Je s’rai jamais ta blonde

Cette semaine encore, une femme m’a écrit pour partager ses mots et sa peine. C’est jamais facile de faire le deuil d’un amour…

J’imagine que ça fait partie du deuil de se l’admettre. Je le sais pourtant, je le sais depuis longtemps. Je s’rai jamais ta blonde. Je s’rai jamais celle que tu présentes à tes proches préférés avec fierté, avec les yeux plein de petits confettis comme ceux qu’on achète dans l’allée du party au Dollorama. On ne s’organisera jamais de fin de semaine de « get away », tu ne mettras jamais ta main sur ma cuisse pendant que tu conduis.
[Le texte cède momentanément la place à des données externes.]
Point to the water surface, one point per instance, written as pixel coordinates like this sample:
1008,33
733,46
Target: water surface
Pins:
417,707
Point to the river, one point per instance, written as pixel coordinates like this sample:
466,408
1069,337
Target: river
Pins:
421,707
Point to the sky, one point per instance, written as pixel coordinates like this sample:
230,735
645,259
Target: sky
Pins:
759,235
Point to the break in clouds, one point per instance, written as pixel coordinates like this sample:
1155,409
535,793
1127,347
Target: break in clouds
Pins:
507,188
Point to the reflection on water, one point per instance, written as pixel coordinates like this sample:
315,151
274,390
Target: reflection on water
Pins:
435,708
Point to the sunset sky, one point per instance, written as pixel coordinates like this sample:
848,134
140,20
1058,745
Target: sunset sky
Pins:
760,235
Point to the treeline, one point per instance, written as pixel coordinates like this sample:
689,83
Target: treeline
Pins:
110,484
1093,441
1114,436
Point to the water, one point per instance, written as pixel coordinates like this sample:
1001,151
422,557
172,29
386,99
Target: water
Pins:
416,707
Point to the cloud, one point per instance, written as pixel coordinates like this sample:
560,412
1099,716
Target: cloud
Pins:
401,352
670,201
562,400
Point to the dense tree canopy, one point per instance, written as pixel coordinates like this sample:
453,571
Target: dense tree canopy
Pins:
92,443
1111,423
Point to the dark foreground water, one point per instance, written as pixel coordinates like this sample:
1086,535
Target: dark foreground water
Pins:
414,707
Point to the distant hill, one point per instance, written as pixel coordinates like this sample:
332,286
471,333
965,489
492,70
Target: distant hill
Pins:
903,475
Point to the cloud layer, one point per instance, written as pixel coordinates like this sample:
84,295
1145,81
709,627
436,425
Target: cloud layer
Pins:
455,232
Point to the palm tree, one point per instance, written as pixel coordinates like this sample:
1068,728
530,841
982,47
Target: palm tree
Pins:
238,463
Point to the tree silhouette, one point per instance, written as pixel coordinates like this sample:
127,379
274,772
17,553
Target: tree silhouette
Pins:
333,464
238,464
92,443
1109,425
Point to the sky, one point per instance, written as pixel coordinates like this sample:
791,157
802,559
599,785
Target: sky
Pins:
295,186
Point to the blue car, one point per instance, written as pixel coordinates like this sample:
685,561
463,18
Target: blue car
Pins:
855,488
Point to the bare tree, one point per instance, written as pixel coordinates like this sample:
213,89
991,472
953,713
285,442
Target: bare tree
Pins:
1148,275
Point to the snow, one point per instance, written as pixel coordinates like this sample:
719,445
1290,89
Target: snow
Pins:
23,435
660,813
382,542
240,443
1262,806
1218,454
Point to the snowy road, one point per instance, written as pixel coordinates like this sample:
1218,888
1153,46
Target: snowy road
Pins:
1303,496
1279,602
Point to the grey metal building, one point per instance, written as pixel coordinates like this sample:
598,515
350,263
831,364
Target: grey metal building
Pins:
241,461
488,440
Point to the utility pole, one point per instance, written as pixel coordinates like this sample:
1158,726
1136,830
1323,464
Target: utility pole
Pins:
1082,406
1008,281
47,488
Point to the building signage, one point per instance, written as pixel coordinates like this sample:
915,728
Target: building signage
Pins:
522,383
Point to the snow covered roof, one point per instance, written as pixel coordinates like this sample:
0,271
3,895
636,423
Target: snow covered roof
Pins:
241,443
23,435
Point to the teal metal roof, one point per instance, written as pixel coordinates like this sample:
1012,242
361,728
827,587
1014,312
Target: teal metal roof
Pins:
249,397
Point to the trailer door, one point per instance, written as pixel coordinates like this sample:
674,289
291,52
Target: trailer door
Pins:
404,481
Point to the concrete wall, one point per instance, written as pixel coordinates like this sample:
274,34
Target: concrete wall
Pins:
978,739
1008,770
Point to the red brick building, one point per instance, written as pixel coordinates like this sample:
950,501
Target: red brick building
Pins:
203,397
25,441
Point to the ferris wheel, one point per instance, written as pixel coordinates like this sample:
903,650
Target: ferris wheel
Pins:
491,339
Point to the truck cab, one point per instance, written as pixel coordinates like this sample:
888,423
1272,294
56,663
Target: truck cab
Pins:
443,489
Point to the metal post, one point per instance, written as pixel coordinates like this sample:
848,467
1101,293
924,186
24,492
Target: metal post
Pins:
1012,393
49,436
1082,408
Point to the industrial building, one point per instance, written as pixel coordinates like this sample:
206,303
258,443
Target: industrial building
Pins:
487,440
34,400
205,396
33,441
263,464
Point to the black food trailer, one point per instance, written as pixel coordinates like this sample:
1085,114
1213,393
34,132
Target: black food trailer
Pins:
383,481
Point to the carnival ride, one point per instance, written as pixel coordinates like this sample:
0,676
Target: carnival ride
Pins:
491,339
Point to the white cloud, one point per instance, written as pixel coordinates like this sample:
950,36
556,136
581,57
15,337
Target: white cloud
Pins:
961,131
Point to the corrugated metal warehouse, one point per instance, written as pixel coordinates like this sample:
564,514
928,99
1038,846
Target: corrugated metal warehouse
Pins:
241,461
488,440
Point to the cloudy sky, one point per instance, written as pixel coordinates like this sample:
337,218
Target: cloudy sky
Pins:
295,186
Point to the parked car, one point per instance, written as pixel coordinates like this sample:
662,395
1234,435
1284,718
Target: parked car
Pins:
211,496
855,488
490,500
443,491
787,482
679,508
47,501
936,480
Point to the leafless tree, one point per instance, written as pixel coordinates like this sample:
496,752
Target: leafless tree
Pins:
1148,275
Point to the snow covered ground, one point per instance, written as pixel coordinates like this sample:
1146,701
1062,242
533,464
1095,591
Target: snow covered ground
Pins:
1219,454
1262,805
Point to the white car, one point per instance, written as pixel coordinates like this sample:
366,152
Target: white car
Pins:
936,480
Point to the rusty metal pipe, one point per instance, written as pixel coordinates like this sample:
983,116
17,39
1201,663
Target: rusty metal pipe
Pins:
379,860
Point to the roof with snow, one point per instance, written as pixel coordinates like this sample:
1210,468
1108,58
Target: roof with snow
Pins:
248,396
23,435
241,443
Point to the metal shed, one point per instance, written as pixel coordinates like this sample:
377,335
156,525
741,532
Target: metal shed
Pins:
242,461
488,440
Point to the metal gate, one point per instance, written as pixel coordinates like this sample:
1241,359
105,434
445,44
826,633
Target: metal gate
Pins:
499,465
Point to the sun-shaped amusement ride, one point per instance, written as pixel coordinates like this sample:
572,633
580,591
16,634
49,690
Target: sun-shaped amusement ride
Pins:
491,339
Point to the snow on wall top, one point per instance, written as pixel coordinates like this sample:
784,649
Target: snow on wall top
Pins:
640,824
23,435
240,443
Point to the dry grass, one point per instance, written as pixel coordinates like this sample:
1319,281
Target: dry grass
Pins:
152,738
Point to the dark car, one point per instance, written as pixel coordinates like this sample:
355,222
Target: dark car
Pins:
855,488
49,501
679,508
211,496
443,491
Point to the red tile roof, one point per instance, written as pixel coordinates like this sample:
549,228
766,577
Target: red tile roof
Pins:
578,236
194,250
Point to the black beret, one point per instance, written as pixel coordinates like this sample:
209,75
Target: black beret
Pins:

C’est dur de croire qu’après tout ce temps, t’as toujours pas de papillons dans le ventre quand tu poses tes lèvres sur les miennes, quand je te touche avec mes mains fébriles, mes mains qui tremblent de s’être tenues loin de toi trop longtemps. 

J’ai beau le crier dans ma tête à répétition, je n’arrive pas à arrêter d’avoir peur de te perdre. Perdre pas juste toi mais aussi ta voix, tes yeux, tes mains et tout le reste aussi. Perdre les moments qui me marquent au fer rouge un par un alors qu’ils passent inaperçus dans ton monde à toi. Je ferais n’importe quoi, littéralement n’importe quoi pour que tu m’aimes. C’est tellement laid à avouer, c’est tellement pathétique. C’est la vérité pourtant. Si tu pouvais ressentir une petite miette de ce que je ressens pour toi, si on pouvait inverser les rôles pour un jour ou deux. 

J’écoute des tounes d’amour cheap pour essayer de trouver les bons mots. Juste de penser à t’envoyer ce texte-là me donne mal au cœur. J’ai déjà passé par là pourtant, j’ai déjà choisi de laisser mon épuisement gagner et te laisser voir ce qu’il y avait à l’intérieur de moi. On me demande si c’est parce que j’aime avoir mal que je reviens sans cesse vers toi. Peut-être, parce que c’est tout ce que je connais. Peut-être que c’est mon confort, c’est ma petite maison toute chaude, c’est la main qui me flatte le dos. Je te trouve beau, beau de partout. Je te trouve parfait quand tu ris, quand tu es démoli par la vie, quand tu consommes pour oublier, quand tu te fâches, quand tu m’avoues des affaires qui font peur. Je t’aime tout le temps, partout, pour rien. 

Mais je s’rai jamais ta blonde. C’est clair pour tout le monde et c’est devenu clair pour moi aussi. Je s’rai jamais égale à tes gestes, je ne pourrai plus jamais considérer tes becs dans le cou, tes doigts qui passent doucement sur mes bras, tes regards trop soutenus pour de l’amour, des peut-être. Je ne suis pas encore prête à te laisser partir, à me laisser être libre dans ma tête. Je sais que le jour où ce sera fini pour vrai, je n’aurai pas peur de passer sur certaines rues, d’écouter certaines chansons. J’aurai plus peur de me rappeler de toi. Tu auras été une énorme partie de ma vie, un morceau énorme de mon cœur et de mon apprentissage de l’amour.

Je s’rai jamais ta blonde, même si t’es ma fin du monde.